The Alzheimer’s Society also says that if a person has a condition like dementia that might affect their decision-making, the courts have a “golden rule”, which is that it’s advisable to get medical evidence to say that she was able to make a will at the time that she did. Thus, if anyone wants to question the will later, there is evidence that she was able to make one at the time.  

The court found in the case of Essop v Mustapha that the deciding moment for establishing whether a person had testamentary capacity or not was when the will was actually made, not when issuing instructions to make a will.

To be a legal document, a will must be in writing and must be signed by the testator on each page and by two witnesses present at the same time. A person who inherits cannot be a witness. Any person who writes out the will in their own handwriting is disqualified from inheriting anything or benefitting from the will. 

There has been a question of whether a will must be drafted by the testator (the person making the will) to be valid, or if it could be drafted by a third party like a lawyer. This question was finally settled in the case of Bekker v Naude: the court said that the testator must have drafted the will to be valid. 
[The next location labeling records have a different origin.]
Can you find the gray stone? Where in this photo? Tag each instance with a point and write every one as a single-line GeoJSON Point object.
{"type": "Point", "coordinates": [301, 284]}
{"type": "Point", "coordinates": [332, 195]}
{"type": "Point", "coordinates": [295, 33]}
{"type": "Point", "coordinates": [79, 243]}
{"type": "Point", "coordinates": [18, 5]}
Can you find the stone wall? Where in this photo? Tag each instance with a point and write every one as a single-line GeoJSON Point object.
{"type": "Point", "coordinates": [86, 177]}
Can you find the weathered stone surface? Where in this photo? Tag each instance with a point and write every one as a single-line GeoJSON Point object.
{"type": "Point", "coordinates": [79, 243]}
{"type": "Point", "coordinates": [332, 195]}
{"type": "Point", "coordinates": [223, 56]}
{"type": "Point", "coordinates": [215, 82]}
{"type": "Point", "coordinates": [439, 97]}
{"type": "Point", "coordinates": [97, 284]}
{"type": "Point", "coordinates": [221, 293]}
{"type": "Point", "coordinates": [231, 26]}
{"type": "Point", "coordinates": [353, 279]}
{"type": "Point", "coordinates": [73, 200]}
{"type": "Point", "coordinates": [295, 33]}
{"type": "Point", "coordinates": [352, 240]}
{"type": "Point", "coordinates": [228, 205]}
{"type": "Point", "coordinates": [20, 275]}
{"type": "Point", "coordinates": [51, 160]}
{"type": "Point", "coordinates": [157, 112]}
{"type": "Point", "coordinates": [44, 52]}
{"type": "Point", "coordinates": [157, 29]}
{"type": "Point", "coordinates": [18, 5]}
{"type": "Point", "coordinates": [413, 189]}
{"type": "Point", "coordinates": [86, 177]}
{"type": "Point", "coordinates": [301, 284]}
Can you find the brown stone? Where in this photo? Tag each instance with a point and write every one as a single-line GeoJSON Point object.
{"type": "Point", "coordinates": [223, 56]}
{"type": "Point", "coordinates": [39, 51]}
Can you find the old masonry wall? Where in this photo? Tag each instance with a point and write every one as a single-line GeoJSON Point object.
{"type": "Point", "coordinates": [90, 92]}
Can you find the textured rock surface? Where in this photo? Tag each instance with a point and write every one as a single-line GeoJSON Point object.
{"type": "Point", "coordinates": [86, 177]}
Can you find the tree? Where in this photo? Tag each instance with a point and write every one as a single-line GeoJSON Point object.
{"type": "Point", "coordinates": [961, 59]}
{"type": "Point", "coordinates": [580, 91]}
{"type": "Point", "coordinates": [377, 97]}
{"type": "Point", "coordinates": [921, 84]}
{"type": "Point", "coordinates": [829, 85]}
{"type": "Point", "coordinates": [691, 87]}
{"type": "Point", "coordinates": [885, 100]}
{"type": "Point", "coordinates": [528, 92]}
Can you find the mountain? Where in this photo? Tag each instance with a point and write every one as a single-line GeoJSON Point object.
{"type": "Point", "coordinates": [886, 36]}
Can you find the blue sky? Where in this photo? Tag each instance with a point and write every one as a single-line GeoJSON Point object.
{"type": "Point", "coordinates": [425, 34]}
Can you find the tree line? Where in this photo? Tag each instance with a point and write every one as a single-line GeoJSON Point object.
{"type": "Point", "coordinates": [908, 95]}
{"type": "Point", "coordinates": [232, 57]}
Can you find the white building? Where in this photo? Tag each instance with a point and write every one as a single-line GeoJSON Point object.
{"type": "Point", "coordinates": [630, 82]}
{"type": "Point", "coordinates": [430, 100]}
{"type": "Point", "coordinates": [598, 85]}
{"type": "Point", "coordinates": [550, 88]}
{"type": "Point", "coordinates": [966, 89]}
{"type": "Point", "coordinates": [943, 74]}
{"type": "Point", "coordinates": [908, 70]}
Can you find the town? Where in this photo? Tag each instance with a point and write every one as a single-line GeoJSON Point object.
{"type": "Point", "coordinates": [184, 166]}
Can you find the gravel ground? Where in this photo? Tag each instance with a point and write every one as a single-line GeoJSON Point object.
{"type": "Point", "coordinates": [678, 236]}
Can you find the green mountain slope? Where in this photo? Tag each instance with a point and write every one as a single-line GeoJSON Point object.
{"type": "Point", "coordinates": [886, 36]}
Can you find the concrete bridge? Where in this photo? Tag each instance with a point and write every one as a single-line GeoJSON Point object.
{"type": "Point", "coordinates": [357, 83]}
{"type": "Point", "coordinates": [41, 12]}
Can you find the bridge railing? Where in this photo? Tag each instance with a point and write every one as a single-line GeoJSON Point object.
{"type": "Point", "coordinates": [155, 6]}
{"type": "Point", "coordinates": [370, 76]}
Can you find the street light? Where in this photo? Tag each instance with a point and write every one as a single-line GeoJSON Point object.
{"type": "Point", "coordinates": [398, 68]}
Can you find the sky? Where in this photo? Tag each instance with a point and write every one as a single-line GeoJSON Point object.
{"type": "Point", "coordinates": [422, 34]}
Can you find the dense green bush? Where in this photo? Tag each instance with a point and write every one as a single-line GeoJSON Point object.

There are four grounds that a person questioning the will can legally use:

  1. That it wasn’t done properly (e.g. only one witness or not signed on every page);

  2. Forgery;

  3. Testamentary capacity;

  4. Undue influence.

Undue influence means that a person has forced the testator to make the will or change the will so that they can benefit.

Our courts generally protect the right of the testator to decide who should inherit and who should administer the estate. If a will seems to be complete and regular, it will be accepted as valid unless it can be proved by the person questioning the will that it is not valid. In other words, the burden of proof is on the person questioning the will, and thus it is not easy to dispute a will. 

If you need legal advice, you can ask Legal Aid, which is a means-tested organisation, meaning that it assists people who can’t afford to pay a lawyer.

You can contact them here:

  • Legal Aid Advice Line (Toll-free): 0800 110 110

  • Please-Call-Me number: 079 835 7179

Wishing you the best,

Answered on Nov. 26, 2021, 1:37 p.m.